GS-PoplarTree-ML

Learning to build a deep learning model based on the data of poplar tree genotypes, then to predict the phenotypes for them by building a Convolutional Neural Network(CNN) model; also to provide visualization of the prediction results.

About poplar data

Five traits: "Jmax25", "Rdlight25", "Resistwp25", "WUEref" and "Av_Diameter_mm";
Three thresholds: "1e-05", "1e-04" and "0.001".

Procedures

Firstly, we start with selecting one trait from the Poplar datasets, because we want to illustrate the general idea of building this model;
Step by step, we read the selected data, prepare the data, build the CNN model and train the model, make prediction, and visualize the results;
Then, we move to and work on the whole dataset, which contains 5 traits and 3 p-values. We apply the model to each traits and compare the results of the traits. Results are visualized, too;
In addition, we apply another model to the whole dataset and visualize the new results;
Compare the results between two different models;
Conlude and discuss.

Results

Please see results for details.

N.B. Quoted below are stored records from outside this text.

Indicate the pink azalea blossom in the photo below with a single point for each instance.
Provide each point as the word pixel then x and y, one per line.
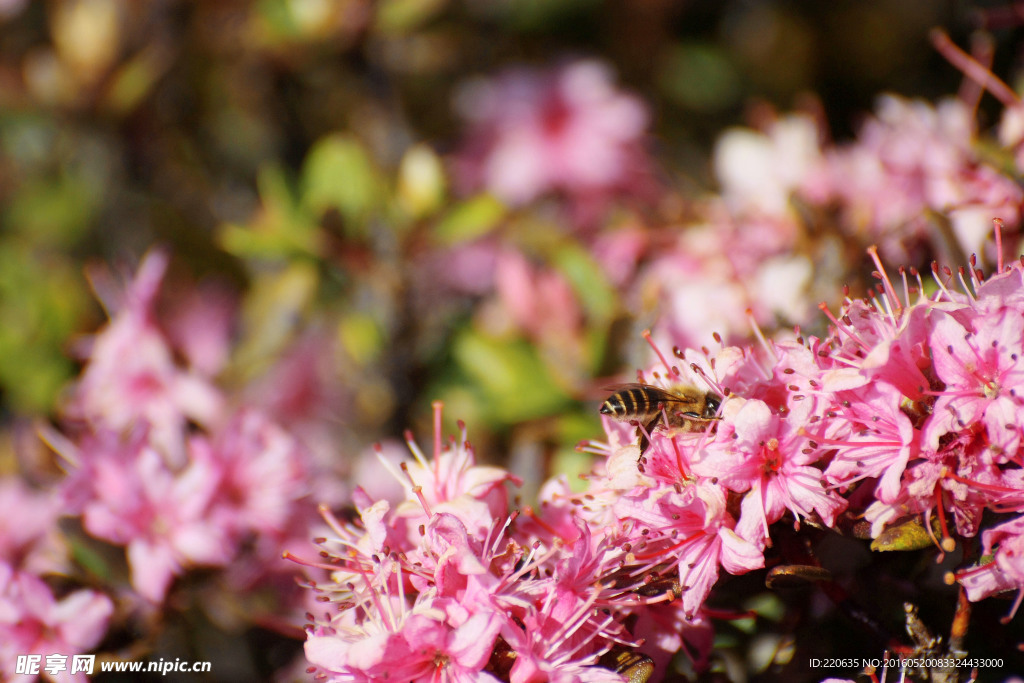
pixel 34 622
pixel 129 497
pixel 691 529
pixel 983 373
pixel 771 459
pixel 29 537
pixel 570 131
pixel 131 376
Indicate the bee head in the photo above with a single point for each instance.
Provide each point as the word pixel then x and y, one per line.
pixel 712 403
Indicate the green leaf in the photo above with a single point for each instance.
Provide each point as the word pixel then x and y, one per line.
pixel 403 15
pixel 514 383
pixel 339 174
pixel 588 281
pixel 469 220
pixel 53 211
pixel 42 303
pixel 361 337
pixel 282 229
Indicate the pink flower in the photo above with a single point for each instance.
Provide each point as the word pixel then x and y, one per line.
pixel 452 481
pixel 30 540
pixel 263 475
pixel 872 438
pixel 131 376
pixel 34 622
pixel 983 370
pixel 690 529
pixel 912 159
pixel 771 459
pixel 1006 571
pixel 570 131
pixel 761 172
pixel 130 497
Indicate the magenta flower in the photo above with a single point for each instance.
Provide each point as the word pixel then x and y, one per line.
pixel 983 372
pixel 130 497
pixel 131 376
pixel 771 460
pixel 34 622
pixel 30 540
pixel 569 131
pixel 872 438
pixel 691 530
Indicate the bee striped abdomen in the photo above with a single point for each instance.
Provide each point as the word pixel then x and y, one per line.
pixel 628 402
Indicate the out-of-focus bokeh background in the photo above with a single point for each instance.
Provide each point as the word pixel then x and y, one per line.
pixel 253 137
pixel 371 205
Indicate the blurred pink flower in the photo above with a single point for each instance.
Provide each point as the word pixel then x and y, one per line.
pixel 760 172
pixel 569 131
pixel 130 497
pixel 539 300
pixel 131 376
pixel 263 477
pixel 34 622
pixel 30 539
pixel 911 160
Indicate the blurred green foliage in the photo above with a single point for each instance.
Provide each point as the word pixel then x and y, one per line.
pixel 297 150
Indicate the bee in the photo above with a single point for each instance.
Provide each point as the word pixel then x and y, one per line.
pixel 688 408
pixel 635 667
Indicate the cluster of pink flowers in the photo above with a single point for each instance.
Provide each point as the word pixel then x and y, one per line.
pixel 911 408
pixel 915 182
pixel 158 460
pixel 446 585
pixel 158 463
pixel 569 131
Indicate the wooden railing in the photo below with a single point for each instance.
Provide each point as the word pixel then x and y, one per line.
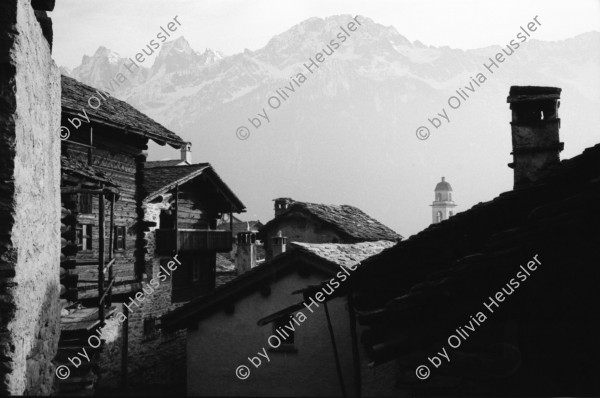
pixel 170 240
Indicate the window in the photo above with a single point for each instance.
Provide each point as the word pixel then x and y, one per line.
pixel 285 334
pixel 167 219
pixel 84 203
pixel 195 272
pixel 195 275
pixel 84 237
pixel 120 238
pixel 150 330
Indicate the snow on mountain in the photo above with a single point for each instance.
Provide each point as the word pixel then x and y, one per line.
pixel 351 123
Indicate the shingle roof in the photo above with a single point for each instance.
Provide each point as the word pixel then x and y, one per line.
pixel 159 180
pixel 241 226
pixel 349 220
pixel 164 163
pixel 325 257
pixel 113 112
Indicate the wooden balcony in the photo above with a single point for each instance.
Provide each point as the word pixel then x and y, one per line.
pixel 193 240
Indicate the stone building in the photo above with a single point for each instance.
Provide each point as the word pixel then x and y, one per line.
pixel 234 322
pixel 318 223
pixel 29 198
pixel 181 205
pixel 443 206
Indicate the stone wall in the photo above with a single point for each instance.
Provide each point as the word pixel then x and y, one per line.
pixel 29 203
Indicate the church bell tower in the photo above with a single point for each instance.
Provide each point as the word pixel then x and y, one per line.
pixel 442 207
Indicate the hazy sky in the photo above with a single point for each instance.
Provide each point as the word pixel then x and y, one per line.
pixel 125 26
pixel 230 26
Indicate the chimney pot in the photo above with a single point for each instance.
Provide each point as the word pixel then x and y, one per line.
pixel 535 132
pixel 186 153
pixel 281 204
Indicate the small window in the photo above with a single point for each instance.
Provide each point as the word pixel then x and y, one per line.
pixel 280 324
pixel 150 327
pixel 84 203
pixel 84 237
pixel 120 234
pixel 195 272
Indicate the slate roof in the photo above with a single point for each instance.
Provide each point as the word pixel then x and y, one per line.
pixel 159 180
pixel 345 254
pixel 325 257
pixel 241 226
pixel 415 294
pixel 113 112
pixel 349 220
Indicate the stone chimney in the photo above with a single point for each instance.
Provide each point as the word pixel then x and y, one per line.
pixel 278 244
pixel 534 126
pixel 186 153
pixel 245 258
pixel 281 204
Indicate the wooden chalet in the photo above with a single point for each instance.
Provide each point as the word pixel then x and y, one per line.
pixel 187 202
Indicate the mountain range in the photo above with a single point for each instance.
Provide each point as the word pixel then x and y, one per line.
pixel 346 133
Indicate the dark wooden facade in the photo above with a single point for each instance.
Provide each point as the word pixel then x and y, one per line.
pixel 190 199
pixel 120 158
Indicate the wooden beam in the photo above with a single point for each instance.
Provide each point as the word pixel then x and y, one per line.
pixel 176 218
pixel 355 355
pixel 125 335
pixel 101 238
pixel 111 248
pixel 335 353
pixel 43 5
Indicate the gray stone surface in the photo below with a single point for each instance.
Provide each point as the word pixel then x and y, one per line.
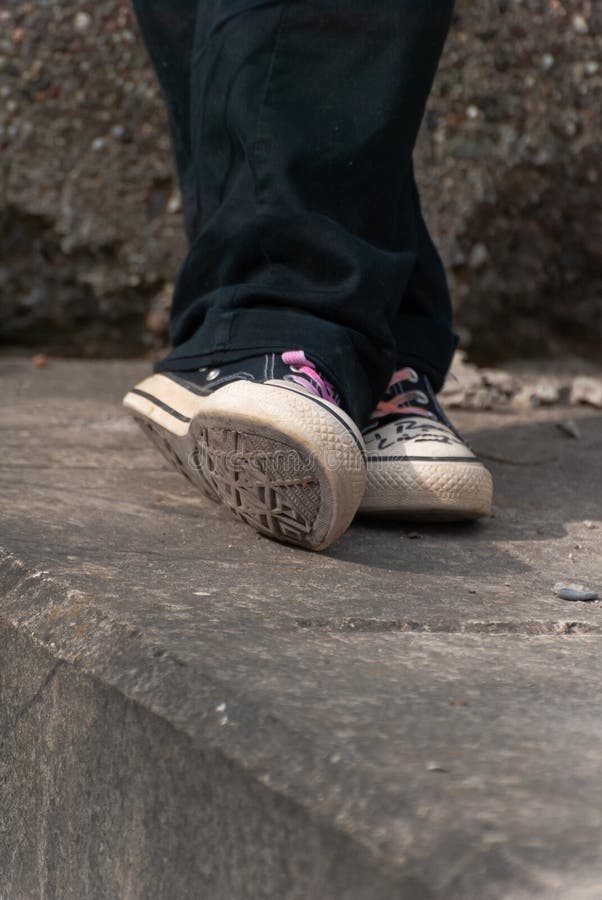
pixel 190 710
pixel 509 161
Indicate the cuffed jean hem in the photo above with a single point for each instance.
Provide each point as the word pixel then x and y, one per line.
pixel 426 345
pixel 226 336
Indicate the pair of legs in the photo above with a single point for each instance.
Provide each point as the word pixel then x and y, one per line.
pixel 312 303
pixel 294 124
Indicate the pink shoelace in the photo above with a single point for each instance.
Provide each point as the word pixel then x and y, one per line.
pixel 404 403
pixel 307 376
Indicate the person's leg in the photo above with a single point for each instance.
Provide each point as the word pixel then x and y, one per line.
pixel 303 119
pixel 422 328
pixel 418 466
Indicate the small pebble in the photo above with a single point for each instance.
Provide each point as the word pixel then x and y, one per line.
pixel 82 22
pixel 575 593
pixel 544 394
pixel 580 25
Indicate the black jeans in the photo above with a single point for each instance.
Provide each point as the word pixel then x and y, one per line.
pixel 294 124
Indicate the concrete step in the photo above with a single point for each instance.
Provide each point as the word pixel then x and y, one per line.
pixel 188 710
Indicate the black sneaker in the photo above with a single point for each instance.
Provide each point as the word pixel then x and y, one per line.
pixel 419 468
pixel 266 438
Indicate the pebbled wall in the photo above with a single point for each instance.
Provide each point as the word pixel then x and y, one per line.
pixel 510 161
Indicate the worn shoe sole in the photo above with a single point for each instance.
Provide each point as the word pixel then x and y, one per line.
pixel 427 490
pixel 289 464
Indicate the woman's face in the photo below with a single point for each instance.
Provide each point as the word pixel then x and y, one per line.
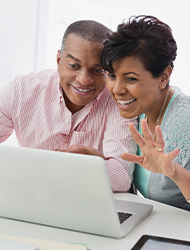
pixel 134 88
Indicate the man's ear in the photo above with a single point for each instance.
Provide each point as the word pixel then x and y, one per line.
pixel 165 77
pixel 58 59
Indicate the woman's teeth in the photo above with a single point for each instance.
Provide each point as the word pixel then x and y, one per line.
pixel 125 103
pixel 83 90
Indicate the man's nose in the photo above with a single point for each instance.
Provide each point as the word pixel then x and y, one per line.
pixel 119 88
pixel 84 77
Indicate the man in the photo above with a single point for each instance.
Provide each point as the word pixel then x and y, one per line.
pixel 71 110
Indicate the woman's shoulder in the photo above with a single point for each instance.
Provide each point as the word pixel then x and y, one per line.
pixel 176 129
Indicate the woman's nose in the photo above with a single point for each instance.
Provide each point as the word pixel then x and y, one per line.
pixel 119 88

Examples:

Conclusions

The performance on 'Rdilight25' datasets is competently well overall;
The smaller the p-value, the stronger stability of the model, and the better the relative comprehensive performance.

Discussions

The possible reason for the limitation of the model is that the dataset is not sufficiently large.
Models like Linear Regression could also be applied to this problem.

Notes

Using the model fitting measure to calculate the loss instead of accuracy.
The objective function is to reduce the Mean Square Error (MSE) as much as possible.